An additional “Thank You TFB” for the Back Door IRA articles (with great graphics), very helpful.
Ivy says
That was quite helpful, thank you, I’ve never looked into how AMT works. A stupid question probably, but what happens in the top category – e.g. for married filing jointly at the $485,000 mark? Do they go back to the regular deductions?
Harry Sit says
At the $485k mark, you lose all the exemption under AMT, but your rate is lower (28% vs 39.6% under regular tax). The race between AMT and regular tax keeps going. At some point, the regular tax will catch up, and you will no longer pay AMT.
Art says
Harry,
Great article as usual! I can track all except the different rates for QD and LTCG in joint married phase-out range. Could you briefly explain? Thanks, Art
Harry Sit says
QD and LTCG are included in the phaseout calculation. For every extra $4 in QD or LTCG, you lose $1 in AMT exemption, which bumps $1 more into the 26% or 28% zone, which makes you pay $0.26 or $0.28 more in tax.
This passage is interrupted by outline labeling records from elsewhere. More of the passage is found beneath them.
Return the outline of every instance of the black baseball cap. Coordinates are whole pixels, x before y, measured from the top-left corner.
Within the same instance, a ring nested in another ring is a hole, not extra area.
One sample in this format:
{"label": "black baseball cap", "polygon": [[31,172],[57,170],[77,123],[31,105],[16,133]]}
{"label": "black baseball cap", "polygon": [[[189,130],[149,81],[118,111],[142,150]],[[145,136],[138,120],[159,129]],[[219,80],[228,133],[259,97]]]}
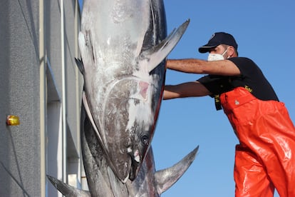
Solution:
{"label": "black baseball cap", "polygon": [[199,52],[201,54],[208,52],[210,49],[215,48],[219,44],[229,45],[237,51],[237,44],[234,36],[224,32],[217,32],[213,34],[208,43],[199,48]]}

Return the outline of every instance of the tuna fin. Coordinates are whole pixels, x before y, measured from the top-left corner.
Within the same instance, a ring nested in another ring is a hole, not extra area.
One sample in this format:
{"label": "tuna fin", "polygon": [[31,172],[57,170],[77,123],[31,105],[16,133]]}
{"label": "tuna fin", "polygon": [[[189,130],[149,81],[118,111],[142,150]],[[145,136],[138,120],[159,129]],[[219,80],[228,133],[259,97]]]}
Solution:
{"label": "tuna fin", "polygon": [[198,149],[199,146],[173,166],[155,173],[155,183],[159,194],[170,188],[183,175],[195,160]]}
{"label": "tuna fin", "polygon": [[[91,114],[91,111],[90,109],[89,105],[88,105],[88,102],[87,101],[87,98],[86,98],[86,95],[85,94],[85,91],[83,91],[82,93],[82,101],[83,101],[83,103],[84,104],[84,108],[85,108],[85,111],[86,111],[86,114],[89,118],[89,121],[90,121],[92,126],[93,127],[94,131],[95,131],[96,134],[98,135],[98,138],[99,139],[99,141],[103,143],[103,141],[101,138],[101,136],[100,134],[100,133],[98,132],[98,129],[95,125],[95,123],[94,122],[93,120],[93,117],[92,116]],[[103,146],[103,144],[102,144],[102,146]],[[103,146],[103,149],[105,151],[106,148],[105,147]]]}
{"label": "tuna fin", "polygon": [[95,124],[95,123],[93,120],[93,117],[92,116],[91,111],[90,109],[90,107],[89,107],[89,105],[88,105],[88,102],[87,101],[87,97],[86,97],[86,95],[85,94],[85,91],[83,91],[83,93],[82,93],[82,101],[83,101],[83,103],[84,105],[84,109],[86,111],[87,116],[88,117],[88,119],[91,123],[91,125],[92,125],[92,127],[93,128],[93,130],[95,131],[95,132],[97,134],[98,141],[100,142],[100,145],[101,146],[101,149],[103,150],[103,152],[105,155],[105,158],[108,161],[108,165],[112,168],[112,169],[116,169],[116,168],[115,168],[115,166],[114,166],[113,163],[110,159],[110,157],[108,154],[108,152],[107,151],[107,148],[105,148],[105,146],[103,143],[103,138],[101,138],[101,136],[100,136],[100,134],[98,131],[98,129],[96,126],[96,124]]}
{"label": "tuna fin", "polygon": [[78,59],[75,58],[76,64],[77,64],[78,69],[79,69],[80,72],[83,74],[84,74],[84,66],[83,65],[82,59]]}
{"label": "tuna fin", "polygon": [[50,182],[66,197],[90,197],[89,191],[77,189],[58,179],[47,175]]}
{"label": "tuna fin", "polygon": [[183,23],[177,29],[174,29],[172,32],[159,44],[154,47],[143,51],[139,56],[140,66],[148,68],[150,73],[155,69],[162,61],[171,52],[176,44],[178,43],[190,23],[190,20]]}

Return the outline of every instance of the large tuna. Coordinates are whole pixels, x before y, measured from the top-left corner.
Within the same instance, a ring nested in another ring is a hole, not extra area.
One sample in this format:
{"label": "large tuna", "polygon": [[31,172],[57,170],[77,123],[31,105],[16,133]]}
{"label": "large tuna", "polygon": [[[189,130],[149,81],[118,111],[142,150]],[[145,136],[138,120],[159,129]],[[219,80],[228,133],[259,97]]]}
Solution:
{"label": "large tuna", "polygon": [[166,37],[162,1],[84,1],[78,37],[83,103],[109,166],[123,182],[135,178],[150,145],[165,59],[187,25]]}
{"label": "large tuna", "polygon": [[165,58],[187,27],[168,36],[162,0],[85,0],[77,64],[84,77],[81,146],[89,191],[48,176],[66,196],[159,196],[193,161],[155,171],[151,141]]}

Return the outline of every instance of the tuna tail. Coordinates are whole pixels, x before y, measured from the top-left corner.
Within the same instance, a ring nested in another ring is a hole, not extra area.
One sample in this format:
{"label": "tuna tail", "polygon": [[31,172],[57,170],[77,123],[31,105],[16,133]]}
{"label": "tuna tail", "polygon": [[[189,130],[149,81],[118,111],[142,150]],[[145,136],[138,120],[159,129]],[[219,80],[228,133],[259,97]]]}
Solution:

That comes out to 6.5% or 7% on that $4. If the tax rate on QD and LTCG is normally 15%, now you are paying 21.5%. If your AGI makes you qualify for the extra 3.8% Medicare surcharge, now you are paying 25.3%. In the next range, you have 15% + 7% + 3.8% = 25.8% or 20% + 7% + 3.8% = 30.8%.
not2late says
Here’s a site with great information on AMT:
http://fairmark.com/amt/index.htm
But even with that, I remain baffled on some situations relevant to me, such as ISO and ESPP. I have to say “uncle” and consult a CPA for tax planning.
Big George says
Thanks or the informative post. I suspected I was in a funky, not obvious by inspection, bad incremental tax situation due to the AMT calculation. So I built a spreadsheet to analyze a stock sale I was considering. I calculated a 44% incremental tax rate. I didn’t believe it so I had a CPA estimate it. They estimated 43%. I believe it is a combination of the AMT phase out, the ACA tax, and the phaseouts of personal and dependent exemptions and charitable deductions. What a horrendous mess our tax code is.
My solution is to make a large donation to a Donor Advised Fund, which gets me to a lower incremental bracket while allowing me to take advantage of a higher deduction for donations I would make anyway in the future when I’m retired and in a lower tax bracket.
DIYtaxgirl says
How do you calculate the upper bound of the 32.5% effective rate?